我对 Keysight 示波器不太熟悉，但我理解的没错吧，信号是用 1 倍探头而不是 10 倍探头探测的？

这一点很重要，因为使用 1 倍探头会大幅降低带宽。

你的 SPI 时钟频率设置为 100MHz，需要一台性能良好的示波器才能正确显示信号。构成方波的谐波是奇次谐波，因此示波器的带宽需要远大于 100MHz，并且采样率也要与之匹配。

所以在我看来，你示波器上的波形看起来并不算异常，尤其考虑到 3.3V 的信号经过截止频率约为 6MHz 的一阶探头滤波器衰减后，其幅度会远小于 3.3V 的输出电压。

Translated from English:
I'm not familiar with keysight scopes, but am I right when saying that the signal is probed with a 1x probe instead of 10x.
Why this is important, is that with a 1x probe the bandwidth is reduced quite a bit.
With your SPI clock set to 100MHz one needs a good scope to see a proper representation of the signal.

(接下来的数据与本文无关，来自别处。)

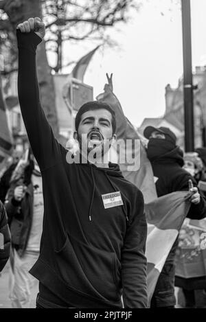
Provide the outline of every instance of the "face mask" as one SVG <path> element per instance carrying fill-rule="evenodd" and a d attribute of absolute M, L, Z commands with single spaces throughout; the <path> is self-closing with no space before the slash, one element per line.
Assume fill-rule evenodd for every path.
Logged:
<path fill-rule="evenodd" d="M 148 143 L 147 154 L 149 160 L 154 161 L 166 153 L 172 151 L 175 144 L 165 139 L 150 139 Z"/>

The harmonics that make up the square wave are the odd ones, so the scope needs to have a bandwidth of way more than 100MHz and a sampling rate to go with it.
So to me the trace on your scope does not look that abnormal, also considering that a 3.3V signal reduced by a first order probe filter with a cutoff point around 6MHz will be far less than the 3.3V output.